İşte bu konu çok çetrefilli… Berabersiniz, bir süreci beraber geçirme kararı almışsınız ve bunun için elinizden gelenin en iyisini yapmaya çalışıyorsunuz. Çünkü ortada bir ortak paydayı paylaşıyorsunuz yani ilişkiyi. Bu paydayı sahiplenmezseniz zaten ilişki olamaz ki. Buradaki anahtar nokta elinizden gelenin en iyisini yapma noktası. Birliktelikler gerçekten emek istiyor. Emek derken, kendiniz olmayın, karşınızdakinin istediği gibi olundan bahsetmiyorum. Sadece karşınızdaki kişinin kullanma kılavuzlarını iyi okuyun ve ona göre yaşayın diyorum.


Bu kullanma kılavuzu da nereden çıktı şimdi değil mi?

Ne güzel konuşuyorduk.

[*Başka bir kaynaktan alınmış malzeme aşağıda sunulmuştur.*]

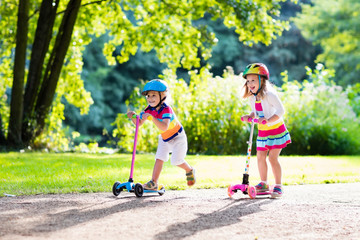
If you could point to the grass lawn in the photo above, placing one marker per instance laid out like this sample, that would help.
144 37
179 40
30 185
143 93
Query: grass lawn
35 173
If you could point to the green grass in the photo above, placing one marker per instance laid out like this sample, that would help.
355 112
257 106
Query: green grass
35 173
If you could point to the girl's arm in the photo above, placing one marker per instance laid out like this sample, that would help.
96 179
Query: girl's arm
275 101
130 114
162 125
246 117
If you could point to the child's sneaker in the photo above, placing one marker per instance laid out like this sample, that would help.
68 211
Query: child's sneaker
150 185
190 177
277 192
262 187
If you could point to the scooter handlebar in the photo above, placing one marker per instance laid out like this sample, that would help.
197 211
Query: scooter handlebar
255 120
140 117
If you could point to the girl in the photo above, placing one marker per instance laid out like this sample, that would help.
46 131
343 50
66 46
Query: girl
172 138
273 135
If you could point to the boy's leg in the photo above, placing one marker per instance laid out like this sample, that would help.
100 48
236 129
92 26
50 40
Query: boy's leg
275 165
157 170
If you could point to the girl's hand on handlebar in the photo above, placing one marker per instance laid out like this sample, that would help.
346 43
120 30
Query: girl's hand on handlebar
130 114
245 118
146 116
262 120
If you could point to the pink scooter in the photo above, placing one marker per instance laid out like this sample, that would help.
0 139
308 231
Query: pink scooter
245 187
137 188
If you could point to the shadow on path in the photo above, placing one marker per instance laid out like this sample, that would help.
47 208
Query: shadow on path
225 216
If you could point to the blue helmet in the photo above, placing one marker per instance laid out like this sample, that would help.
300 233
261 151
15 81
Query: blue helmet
155 85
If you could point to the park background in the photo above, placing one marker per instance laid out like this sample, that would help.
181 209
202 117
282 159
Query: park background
66 82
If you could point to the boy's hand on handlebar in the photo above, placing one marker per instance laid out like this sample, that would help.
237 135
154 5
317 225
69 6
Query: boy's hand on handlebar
130 114
245 118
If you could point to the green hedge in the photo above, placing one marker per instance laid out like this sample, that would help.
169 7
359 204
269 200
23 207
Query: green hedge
318 115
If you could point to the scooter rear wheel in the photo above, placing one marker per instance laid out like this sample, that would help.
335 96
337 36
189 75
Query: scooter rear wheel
116 190
139 190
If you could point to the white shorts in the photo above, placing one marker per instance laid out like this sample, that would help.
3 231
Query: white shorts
177 146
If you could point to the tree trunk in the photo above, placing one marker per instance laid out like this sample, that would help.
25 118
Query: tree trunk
39 49
16 105
53 69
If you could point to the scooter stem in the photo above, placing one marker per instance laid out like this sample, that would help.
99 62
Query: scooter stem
134 150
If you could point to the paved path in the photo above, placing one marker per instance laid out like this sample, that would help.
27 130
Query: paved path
305 212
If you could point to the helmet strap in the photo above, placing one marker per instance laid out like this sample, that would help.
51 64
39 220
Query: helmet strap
255 94
161 100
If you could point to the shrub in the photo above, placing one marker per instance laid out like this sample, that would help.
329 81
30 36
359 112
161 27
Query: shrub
318 115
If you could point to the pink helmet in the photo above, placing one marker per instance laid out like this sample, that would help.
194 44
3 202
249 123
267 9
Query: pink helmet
258 69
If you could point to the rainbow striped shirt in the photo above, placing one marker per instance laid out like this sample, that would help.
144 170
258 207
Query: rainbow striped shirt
166 112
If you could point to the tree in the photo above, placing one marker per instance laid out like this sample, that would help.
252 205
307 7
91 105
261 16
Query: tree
335 26
57 32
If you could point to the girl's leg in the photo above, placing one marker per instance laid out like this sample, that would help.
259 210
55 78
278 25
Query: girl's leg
275 165
262 165
157 170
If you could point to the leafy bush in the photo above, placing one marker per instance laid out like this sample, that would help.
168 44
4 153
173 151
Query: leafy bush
318 115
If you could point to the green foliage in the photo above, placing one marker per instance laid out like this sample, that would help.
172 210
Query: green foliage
161 26
335 26
318 115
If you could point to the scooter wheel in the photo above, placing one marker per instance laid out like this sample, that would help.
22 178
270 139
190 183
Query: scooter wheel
116 190
252 192
139 190
162 189
230 191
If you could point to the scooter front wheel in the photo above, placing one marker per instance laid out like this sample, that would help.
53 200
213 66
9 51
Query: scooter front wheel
139 190
230 191
252 192
116 190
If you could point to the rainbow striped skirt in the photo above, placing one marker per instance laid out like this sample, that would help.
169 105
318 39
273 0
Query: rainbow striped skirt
271 137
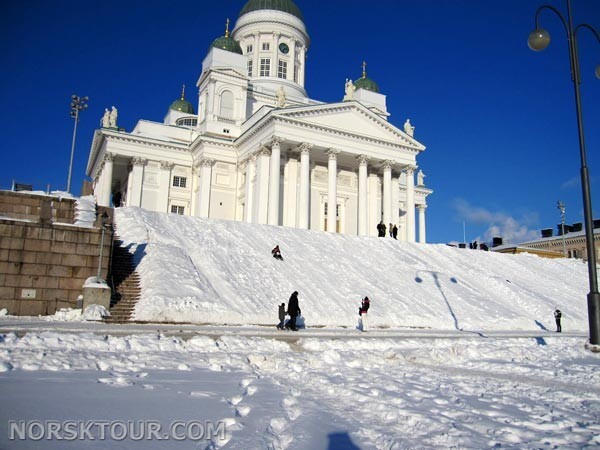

Karşınızdaki kişinin yapısı için kafanızda bir şablon oluşturmadan özgürce deneyimle deyip, arkasından kılavuzdan bahsetmek çok da uygunsuz oldu gibi gelebilir. Uzun süreli birlikteliklerde, karşınızdaki kişiyi kendi oluşturduğunuz resim içinden değerlendirmeden hangi olayda ne tepkiler vereceğini aşağı yukarı biliriz. İşte bu kılavuz, karşınızdaki kişinin otantik yapısının ana kurallarını içeren bilgi birikiminizdir.  Bu sizin değil, o kişinin oluşturduğu özgün bir yapıdır. Bu kılavuz sabit bir yapı zannetmeyin sakın, kişi ilişkilerin gelişmişliği içinde her an bu kılavuzu yenileme özgürlüğüne sahiptir. Zaten insanın sabit bir varlık olmaması, onun en büyük özelliğidir.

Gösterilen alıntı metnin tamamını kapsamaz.